Improving the photocurrent of a PBDTTT-CF and PCBM based organic thin film photoconductor by forming a bilayer structure
Abstract
The performance of traditional organic thin film photoconductors (OTFPs) is limited by the low carrier mobility in the donor : acceptor (D : A) blend film. To overcome such a problem, a higher-mobility carrier transport layer should be included in the D : A blend based device. However doing so will certainly result in a bilayer or even multilayer structure, which is usually a challenge for all-solution processing methods. Here by carefully controlling and adjusting the fabrication process, an all-solution-processed PBDTTT-CF/PBDTTT-CF : PCBM bilayer OTFP is demonstrated. In such a bilayer device, the PBDTTT-CF : PCBM blend layer is responsible for light absorption and free photo carrier generation, and the underlying PBDTTT-CF layer is responsible for the photo carrier transport inside the device.
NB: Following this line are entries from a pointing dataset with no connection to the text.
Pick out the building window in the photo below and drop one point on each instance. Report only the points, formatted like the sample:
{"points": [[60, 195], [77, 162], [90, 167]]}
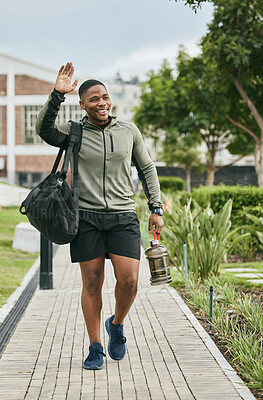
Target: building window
{"points": [[65, 114], [30, 118], [29, 179]]}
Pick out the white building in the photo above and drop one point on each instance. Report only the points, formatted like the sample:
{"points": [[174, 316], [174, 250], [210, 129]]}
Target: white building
{"points": [[24, 87]]}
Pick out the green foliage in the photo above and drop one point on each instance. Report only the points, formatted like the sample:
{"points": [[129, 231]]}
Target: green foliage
{"points": [[171, 183], [13, 263], [238, 319], [206, 234], [217, 196]]}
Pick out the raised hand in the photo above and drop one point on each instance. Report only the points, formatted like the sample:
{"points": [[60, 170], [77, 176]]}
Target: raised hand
{"points": [[63, 82]]}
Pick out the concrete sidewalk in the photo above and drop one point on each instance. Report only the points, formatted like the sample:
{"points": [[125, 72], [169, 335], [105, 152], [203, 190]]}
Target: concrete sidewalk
{"points": [[169, 356]]}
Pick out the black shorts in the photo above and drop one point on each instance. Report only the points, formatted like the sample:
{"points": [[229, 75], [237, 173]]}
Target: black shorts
{"points": [[117, 233]]}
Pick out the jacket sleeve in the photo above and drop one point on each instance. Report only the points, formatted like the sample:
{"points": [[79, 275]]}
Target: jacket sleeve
{"points": [[146, 170], [51, 133]]}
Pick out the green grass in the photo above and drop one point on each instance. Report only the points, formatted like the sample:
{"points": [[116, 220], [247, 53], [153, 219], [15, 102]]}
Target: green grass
{"points": [[14, 264], [230, 276]]}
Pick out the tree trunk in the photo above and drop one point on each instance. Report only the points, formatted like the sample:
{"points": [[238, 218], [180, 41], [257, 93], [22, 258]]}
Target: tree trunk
{"points": [[188, 180], [210, 177], [259, 145], [258, 154], [211, 168]]}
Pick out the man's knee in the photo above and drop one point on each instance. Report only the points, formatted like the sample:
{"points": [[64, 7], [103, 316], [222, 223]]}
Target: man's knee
{"points": [[92, 283], [129, 283]]}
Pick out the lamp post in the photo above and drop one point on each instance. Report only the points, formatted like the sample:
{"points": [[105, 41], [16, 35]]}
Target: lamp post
{"points": [[46, 254]]}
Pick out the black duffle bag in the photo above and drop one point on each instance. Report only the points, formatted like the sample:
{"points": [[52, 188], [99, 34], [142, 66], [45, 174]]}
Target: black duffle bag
{"points": [[52, 206]]}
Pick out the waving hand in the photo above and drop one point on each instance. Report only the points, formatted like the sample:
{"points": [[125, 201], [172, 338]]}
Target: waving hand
{"points": [[63, 82]]}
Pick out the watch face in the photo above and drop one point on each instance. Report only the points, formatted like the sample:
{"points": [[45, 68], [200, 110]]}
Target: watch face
{"points": [[158, 211]]}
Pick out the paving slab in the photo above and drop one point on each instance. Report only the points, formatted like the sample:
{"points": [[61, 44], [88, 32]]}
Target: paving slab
{"points": [[169, 355]]}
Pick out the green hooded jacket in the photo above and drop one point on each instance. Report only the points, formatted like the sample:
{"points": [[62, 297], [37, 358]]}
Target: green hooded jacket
{"points": [[105, 158]]}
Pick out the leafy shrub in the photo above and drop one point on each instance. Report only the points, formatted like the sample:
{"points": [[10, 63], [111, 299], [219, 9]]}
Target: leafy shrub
{"points": [[171, 183], [217, 196], [206, 234]]}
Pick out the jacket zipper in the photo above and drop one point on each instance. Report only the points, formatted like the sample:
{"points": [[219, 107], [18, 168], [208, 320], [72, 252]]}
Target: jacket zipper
{"points": [[111, 142], [104, 170]]}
The hole mobility in the PBDTTT-CF layer is measured to be 9.1 × 10−4 cm2 V−1 s−1, much higher than that in the PBDTTT-CF : PCBM blend film, which is only 4.3 × 10−5 cm2 V−1 s−1. As a result of the faster carrier transport, the bilayer device exhibits a greatly enhanced photocurrent, which is about 7 times higher than that of the single blend layer device. Meanwhile, the on/off response of the bilayer device is also improved, which is shorter than 0.1/0.1 s.